Jesus comments that this man has great faith, “unlike any in Israel.” And the slave is made well.

We don’t always use the word “faith” in the way it plays out here. We often make it a synonym with “believe,” and we lump it in with other kinds of mental or intellectual actions.

But the centurion recognizes a different dimension of faith. For him, it is a matter of not simply agreeing that Jesus might heal his slave. It is a conviction that the healing will be done if Jesus wants it done, and a willingness to live by that conviction no matter what.

That’s where his comments on authority come in. If the centurion were here to explain his actions, he might tell us something like this: Either Jesus wants to heal my slave or he doesn’t. If he wants to, then he either can heal him or he can’t. And if he wants to heal him and he can heal him, then it’s a done deal.

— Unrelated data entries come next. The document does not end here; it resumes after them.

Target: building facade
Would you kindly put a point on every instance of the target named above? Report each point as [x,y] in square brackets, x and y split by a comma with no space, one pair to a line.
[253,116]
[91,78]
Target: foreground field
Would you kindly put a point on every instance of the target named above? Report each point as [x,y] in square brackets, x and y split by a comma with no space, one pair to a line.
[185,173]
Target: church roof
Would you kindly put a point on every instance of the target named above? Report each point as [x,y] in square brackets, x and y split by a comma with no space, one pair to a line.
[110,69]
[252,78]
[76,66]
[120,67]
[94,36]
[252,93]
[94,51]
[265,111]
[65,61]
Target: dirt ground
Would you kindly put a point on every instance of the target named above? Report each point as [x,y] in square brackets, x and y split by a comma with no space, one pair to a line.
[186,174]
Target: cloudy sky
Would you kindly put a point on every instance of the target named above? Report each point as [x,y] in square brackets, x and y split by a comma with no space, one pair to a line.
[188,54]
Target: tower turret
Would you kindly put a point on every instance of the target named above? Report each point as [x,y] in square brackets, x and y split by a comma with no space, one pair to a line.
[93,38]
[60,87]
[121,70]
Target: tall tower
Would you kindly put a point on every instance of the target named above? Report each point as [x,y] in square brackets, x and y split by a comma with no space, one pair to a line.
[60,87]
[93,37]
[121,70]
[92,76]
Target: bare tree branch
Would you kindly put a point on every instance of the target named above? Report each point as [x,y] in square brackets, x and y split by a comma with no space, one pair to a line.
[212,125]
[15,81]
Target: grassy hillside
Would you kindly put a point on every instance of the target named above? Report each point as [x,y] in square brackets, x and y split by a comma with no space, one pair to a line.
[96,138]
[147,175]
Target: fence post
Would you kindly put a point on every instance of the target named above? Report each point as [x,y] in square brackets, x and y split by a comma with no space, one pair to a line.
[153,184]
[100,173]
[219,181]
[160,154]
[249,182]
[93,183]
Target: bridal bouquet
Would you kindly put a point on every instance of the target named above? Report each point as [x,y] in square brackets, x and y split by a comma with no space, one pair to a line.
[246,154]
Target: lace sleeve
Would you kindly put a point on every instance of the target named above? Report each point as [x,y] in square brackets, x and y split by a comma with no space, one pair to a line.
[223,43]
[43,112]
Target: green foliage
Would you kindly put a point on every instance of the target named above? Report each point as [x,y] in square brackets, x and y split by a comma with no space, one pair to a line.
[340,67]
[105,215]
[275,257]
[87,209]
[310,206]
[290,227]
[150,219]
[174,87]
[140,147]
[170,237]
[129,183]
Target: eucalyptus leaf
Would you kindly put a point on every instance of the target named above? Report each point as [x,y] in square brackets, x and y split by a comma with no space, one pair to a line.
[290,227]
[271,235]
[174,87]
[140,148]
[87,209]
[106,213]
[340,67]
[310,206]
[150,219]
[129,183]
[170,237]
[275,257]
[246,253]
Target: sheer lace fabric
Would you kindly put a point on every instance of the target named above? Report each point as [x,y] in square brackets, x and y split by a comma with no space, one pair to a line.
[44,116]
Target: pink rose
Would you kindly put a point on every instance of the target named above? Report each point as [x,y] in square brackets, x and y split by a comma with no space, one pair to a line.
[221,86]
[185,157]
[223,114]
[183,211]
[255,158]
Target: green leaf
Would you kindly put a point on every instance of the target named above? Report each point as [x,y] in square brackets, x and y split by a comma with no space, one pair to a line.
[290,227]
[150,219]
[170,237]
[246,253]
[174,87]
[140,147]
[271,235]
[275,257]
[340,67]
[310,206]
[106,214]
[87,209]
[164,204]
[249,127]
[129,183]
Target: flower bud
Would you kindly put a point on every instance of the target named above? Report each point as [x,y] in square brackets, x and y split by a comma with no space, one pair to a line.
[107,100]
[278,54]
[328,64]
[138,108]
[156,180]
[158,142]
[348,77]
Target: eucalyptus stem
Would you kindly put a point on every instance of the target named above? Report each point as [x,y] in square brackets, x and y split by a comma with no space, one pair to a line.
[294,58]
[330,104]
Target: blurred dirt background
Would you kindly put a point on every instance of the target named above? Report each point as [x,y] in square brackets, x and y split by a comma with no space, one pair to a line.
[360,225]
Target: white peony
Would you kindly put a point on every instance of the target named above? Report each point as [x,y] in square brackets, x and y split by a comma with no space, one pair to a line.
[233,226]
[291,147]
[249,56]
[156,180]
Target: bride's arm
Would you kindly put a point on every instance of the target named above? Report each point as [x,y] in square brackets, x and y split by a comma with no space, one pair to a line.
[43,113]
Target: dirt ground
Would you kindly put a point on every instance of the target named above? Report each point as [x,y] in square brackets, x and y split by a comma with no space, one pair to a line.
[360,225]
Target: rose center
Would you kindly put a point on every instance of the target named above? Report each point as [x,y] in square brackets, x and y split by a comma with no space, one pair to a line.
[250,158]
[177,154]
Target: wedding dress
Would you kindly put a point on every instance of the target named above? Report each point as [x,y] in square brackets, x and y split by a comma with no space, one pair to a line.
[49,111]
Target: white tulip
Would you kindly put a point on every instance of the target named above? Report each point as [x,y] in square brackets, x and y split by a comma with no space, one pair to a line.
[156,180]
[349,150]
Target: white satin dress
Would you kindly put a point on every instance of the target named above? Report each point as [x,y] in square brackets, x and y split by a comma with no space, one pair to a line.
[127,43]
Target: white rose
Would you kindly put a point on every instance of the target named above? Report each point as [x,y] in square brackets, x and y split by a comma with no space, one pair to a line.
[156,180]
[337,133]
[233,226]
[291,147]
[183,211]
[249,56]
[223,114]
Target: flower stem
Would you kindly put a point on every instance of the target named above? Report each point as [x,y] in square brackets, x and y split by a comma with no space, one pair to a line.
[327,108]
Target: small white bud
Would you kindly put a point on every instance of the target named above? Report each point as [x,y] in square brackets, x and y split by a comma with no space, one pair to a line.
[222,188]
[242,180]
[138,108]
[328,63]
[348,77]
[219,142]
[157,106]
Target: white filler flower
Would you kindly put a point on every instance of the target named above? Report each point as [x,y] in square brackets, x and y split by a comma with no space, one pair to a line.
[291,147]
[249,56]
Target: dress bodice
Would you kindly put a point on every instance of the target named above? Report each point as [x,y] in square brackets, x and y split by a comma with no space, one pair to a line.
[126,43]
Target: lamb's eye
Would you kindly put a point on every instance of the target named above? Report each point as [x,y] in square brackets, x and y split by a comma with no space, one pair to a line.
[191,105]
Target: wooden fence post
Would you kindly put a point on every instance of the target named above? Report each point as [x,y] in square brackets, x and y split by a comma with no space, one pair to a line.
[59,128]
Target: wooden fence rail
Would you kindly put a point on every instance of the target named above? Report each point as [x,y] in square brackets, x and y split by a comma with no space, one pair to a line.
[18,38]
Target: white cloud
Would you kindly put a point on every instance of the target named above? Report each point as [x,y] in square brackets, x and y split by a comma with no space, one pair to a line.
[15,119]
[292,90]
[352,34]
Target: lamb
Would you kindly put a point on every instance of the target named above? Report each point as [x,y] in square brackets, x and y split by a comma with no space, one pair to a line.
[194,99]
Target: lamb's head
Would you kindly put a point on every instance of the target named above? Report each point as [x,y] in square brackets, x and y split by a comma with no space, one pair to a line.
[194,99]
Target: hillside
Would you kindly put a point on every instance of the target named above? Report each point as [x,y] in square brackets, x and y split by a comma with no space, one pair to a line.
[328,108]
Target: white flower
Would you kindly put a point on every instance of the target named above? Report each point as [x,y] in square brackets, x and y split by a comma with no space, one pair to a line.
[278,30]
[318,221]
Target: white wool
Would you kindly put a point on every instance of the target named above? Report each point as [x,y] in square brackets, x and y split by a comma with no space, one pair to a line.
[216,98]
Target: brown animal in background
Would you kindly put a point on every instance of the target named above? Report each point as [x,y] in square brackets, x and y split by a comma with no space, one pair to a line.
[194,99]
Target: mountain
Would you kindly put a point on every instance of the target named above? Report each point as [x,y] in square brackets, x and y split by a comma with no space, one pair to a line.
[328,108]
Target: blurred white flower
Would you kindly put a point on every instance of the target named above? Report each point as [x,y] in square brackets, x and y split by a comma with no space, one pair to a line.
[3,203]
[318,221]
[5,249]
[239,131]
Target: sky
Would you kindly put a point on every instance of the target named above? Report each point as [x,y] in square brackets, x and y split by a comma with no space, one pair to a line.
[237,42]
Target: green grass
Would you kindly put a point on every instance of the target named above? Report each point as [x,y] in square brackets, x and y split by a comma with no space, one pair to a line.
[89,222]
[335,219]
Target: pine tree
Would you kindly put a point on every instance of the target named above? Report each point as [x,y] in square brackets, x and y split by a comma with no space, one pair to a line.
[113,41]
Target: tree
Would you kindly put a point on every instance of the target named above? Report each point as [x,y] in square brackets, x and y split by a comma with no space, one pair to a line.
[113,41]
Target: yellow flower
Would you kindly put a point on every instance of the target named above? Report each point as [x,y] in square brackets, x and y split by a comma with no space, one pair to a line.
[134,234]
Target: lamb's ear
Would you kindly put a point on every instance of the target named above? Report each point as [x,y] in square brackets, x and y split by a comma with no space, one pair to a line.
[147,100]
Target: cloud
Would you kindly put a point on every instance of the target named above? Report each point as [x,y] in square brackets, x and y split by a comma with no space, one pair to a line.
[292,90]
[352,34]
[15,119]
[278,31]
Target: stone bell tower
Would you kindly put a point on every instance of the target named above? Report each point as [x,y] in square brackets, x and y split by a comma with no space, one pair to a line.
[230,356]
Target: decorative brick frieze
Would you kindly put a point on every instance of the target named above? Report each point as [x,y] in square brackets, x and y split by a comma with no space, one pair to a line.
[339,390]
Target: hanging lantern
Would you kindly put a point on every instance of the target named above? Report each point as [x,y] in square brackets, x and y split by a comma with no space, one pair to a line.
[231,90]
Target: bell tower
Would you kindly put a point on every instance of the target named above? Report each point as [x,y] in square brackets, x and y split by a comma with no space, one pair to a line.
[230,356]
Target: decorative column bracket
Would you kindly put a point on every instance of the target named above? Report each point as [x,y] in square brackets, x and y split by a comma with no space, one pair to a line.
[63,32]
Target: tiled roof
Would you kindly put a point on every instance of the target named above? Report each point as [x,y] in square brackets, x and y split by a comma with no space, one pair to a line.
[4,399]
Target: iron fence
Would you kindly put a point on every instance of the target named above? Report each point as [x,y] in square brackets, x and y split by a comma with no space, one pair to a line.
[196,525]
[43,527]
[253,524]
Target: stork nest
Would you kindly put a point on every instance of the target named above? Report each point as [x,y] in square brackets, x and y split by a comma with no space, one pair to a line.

I sometimes don’t do so well as the centurion, and I imagine many of us would say the same. We’ll profess a belief that God will do something and then we’ll go and try to do it as though he can’t.

I don’t mean things like praying and then not taking people to the doctor – God will work through human hands and skills to heal just as much as through his own ways.

Think of it more like this: When each of us learns to drive, there comes a point where we have to be driving the car ourselves. If the person with us tells us we know how to drive but then insists on taking the wheel anyway, we wonder if they mean what they say. And they might also be my dad, but that has more to do with him getting carsick easily unless he’s at the wheel.

When we’re driving ourselves, then we guide the car, we choose the route, we follow whichever traffic regulations we choose (or remember. Who goes first at a 4-way stop?). Other people might offer advice or warnings. Constantly. Mom. But when another person drives, they do those things.

The centurion lets Jesus know that he doesn’t have to risk his reputation among the people in order to heal. He has sent word to Jesus because he believes Jesus can heal his slave, so Jesus need make no special journey, or say special words or make some kind of show. He just has to say it’s done, and it’s done.

The centurion’s faith didn’t heal the slave – don’t misunderstand the story. Jesus did it. He noted the centurion’s faith as an example for us to follow, but he did the healing. We can’t automatically make Jesus do something just by believing in it hard enough. That’s the way we save Tinkerbell in Peter Pan, not how we trust in and follow our Lord.